Face à des électeurs écœurés par les scandales de corruption, le PSDB pâtit des multiples affaires ou soupçons entourant Aecio Neves, candidat du scrutin de 2014. Comparé à un sorbet de « chu chu », une cucurbitacée insipide, pour son manque de charisme, Géraldo Alckmin, a été incapable de se distinguer face à ceux qu’il qualifie de « deux faces d’une même pièce », Fernando Haddad et Jair Bolsonaro. Stagnant à 8 % des intentions de votes, il a perdu l’appui des milieux d’affaires qui lui ont préféré Jair Bolsonaro et son très libéral conseiller économique, Paulo Guedes.

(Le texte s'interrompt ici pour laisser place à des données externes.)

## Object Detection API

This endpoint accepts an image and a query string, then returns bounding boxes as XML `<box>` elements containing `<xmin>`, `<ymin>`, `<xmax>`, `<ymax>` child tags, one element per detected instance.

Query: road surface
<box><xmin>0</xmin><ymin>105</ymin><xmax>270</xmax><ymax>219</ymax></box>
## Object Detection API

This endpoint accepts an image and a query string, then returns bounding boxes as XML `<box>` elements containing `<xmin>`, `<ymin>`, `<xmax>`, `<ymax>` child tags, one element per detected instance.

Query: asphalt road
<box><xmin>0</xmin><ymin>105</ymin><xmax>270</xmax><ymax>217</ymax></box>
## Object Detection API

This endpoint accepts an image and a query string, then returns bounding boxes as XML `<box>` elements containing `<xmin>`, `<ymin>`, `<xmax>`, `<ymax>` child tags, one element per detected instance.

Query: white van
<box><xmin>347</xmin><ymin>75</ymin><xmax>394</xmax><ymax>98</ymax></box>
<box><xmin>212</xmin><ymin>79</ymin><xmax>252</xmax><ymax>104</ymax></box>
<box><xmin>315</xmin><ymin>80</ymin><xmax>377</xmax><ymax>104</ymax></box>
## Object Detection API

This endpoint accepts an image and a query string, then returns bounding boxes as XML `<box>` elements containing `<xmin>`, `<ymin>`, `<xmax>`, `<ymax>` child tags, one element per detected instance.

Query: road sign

  • Ciro Gomes, l’exalté, espoir d’une troisième voie

Celui qui fut à la fois ministre du gouvernement d’Itamar Franco en 1994 et de Lula – de 2003 à 2006 – a navigué entre sept partis avant d’échouer au Parti démocratique travailliste (PDT, centre gauche). Longtemps considéré comme un suppléant potentiel de Lula, dont il s’est dit chagriné par la condamnation, Ciro Gomes a perdu de l’élan après la candidature de Fernando Haddad. Il est aujourd’hui crédité de 15 % des intentions de votes.

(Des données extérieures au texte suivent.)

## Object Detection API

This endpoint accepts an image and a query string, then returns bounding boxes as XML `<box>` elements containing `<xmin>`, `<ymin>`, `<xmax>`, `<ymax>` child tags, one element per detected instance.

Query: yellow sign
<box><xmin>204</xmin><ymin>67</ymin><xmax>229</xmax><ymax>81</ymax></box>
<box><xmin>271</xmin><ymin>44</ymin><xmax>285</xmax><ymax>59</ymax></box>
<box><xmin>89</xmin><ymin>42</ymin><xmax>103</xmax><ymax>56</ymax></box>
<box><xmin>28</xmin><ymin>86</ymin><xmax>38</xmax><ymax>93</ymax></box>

Réputé pour son impulsivité, il a expliqué à Marina Silva que cette campagne avait besoin de « testostérone » et s’est laissé aller, lors d’un meeting de campagne, à insulter un journaliste de « fils de pute ». L’ascension vertigineuse de Jair Bolsonaro et la haine anti-PT feraient de Ciro Gomes une option crédible pour incarner une « troisième voie » et offrir la victoire du camp progressiste face à l’extrême droite. Dans les simulations de second tour, Ciro Gomes est le seul à battre Jair Bolsonaro à 47 % contre 43 % selon l’enquête Datafolha du 6 octobre. Il lui reste à décrocher une improbable place au second tour.

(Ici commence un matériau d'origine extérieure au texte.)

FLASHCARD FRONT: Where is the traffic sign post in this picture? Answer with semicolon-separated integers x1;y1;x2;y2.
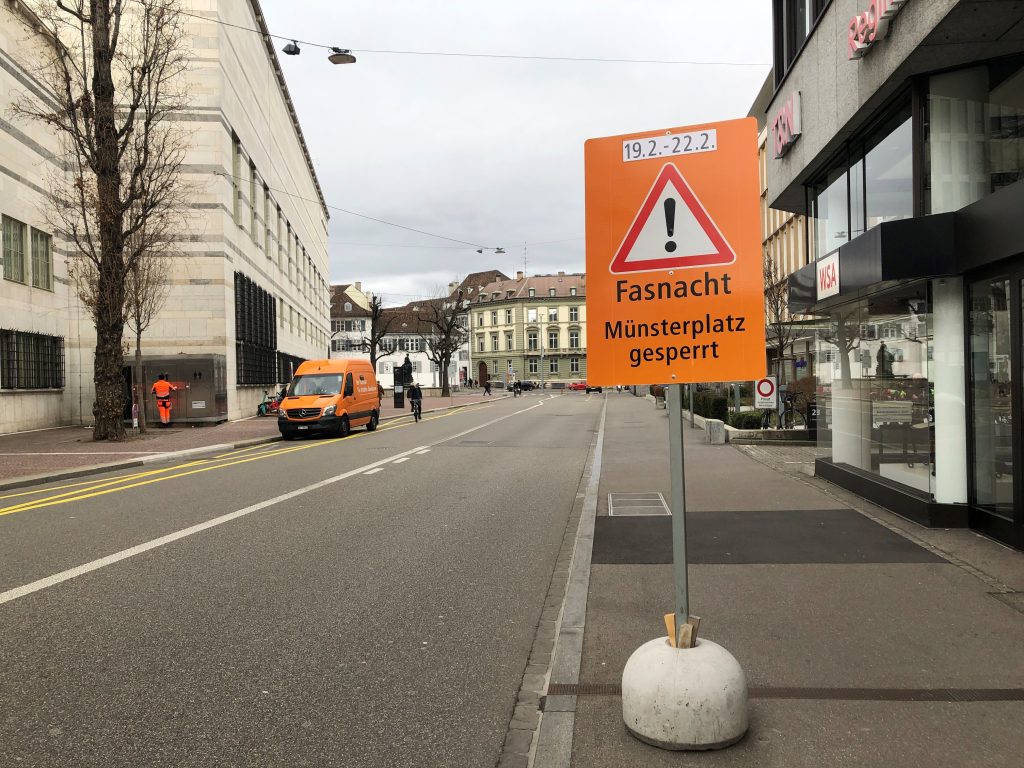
585;118;765;750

Une campagne axée sur la morale et l’insécurité

  • Sécurité Dans un pays où une personne est, en moyenne, assassinée toutes les dix minutes, le thème de la violence est omniprésent. A ce fléau, les partis traditionnels répondent par des mesures connues : une hausse des investissements dans les dispositifs de sécurité, une meilleure coordination entre les polices fédérales et régionales, militaires et civiles ou des politiques à plus long terme (éducation, réduction des inégalités). Jair Bolsonaro se distingue par une démonstration de force et d’autorité et une antienne : « Bandido bom é bandido morto » (« un bon bandit est un bandit mort »). Proposant de revenir sur l’« estatuto do desarmamento » (loi sur le désarmement) de 2003, il compte abaisser la majorité pénale à 16 ans, interdire les aménagements de peine et amnistier les crimes commis par des policiers. Une politique applaudie par nombre d’habitants des périphéries de grandes villes, usés par la barbarie des gangs et des milices.
  • Economie Après une récession historique, le thème de l’économie est l’autre sujet majeur. Avec une dette publique estimée à près de 90 % du produit intérieur brut (PIB) à la limite du soutenable pour un pays émergent, les candidats ont dû faire montre d’un sens de la responsabilité budgétaire. Geraldo Ackmin a tenté de se différencier, se présentant comme l’homme des réformes. Mais c’est Jair Bolsonaro qui a remporté, in fine, l’adhésion des milieux d’affaires reconnaissant « ne rien connaître en économie ». Une stratégie de l’esquive visant à mieux mettre en avant son conseiller Paulo Guedes. Un « Chicago Boy » ultralibéral qui propose d’éponger la dette en privatisant à outrance.
  • Morale L’écœurement des Brésiliens face aux scandales de corruption s’est accompagné d’une tendance au repli sur les valeurs traditionnelles que sont Dieu, la patrie, la famille, l’éthique. Bien avant le démarrage de la campagne, les polémiques frappant le monde de la culture ont donné le signal d’une montée d’un courant ultra-conservateur. Ainsi, lors de la venue de la philosophe américaine Judith Butler – auteure du célèbre ouvrage Trouble dans le genre –, son effigie avait été brûlée telle une sorcière au temps de l’inquisition. Avec un slogan « Le Brésil par-dessus tout et Dieu au-dessus de tous », Jair Bolsonaro, pourfendeur du droit à l’avortement et d’une pseudo-théorie du genre enseignée à l’école, a su capter les voix de mères inquiètes de la « perversité » du monde moderne et le vote de grandes Eglises évangéliques.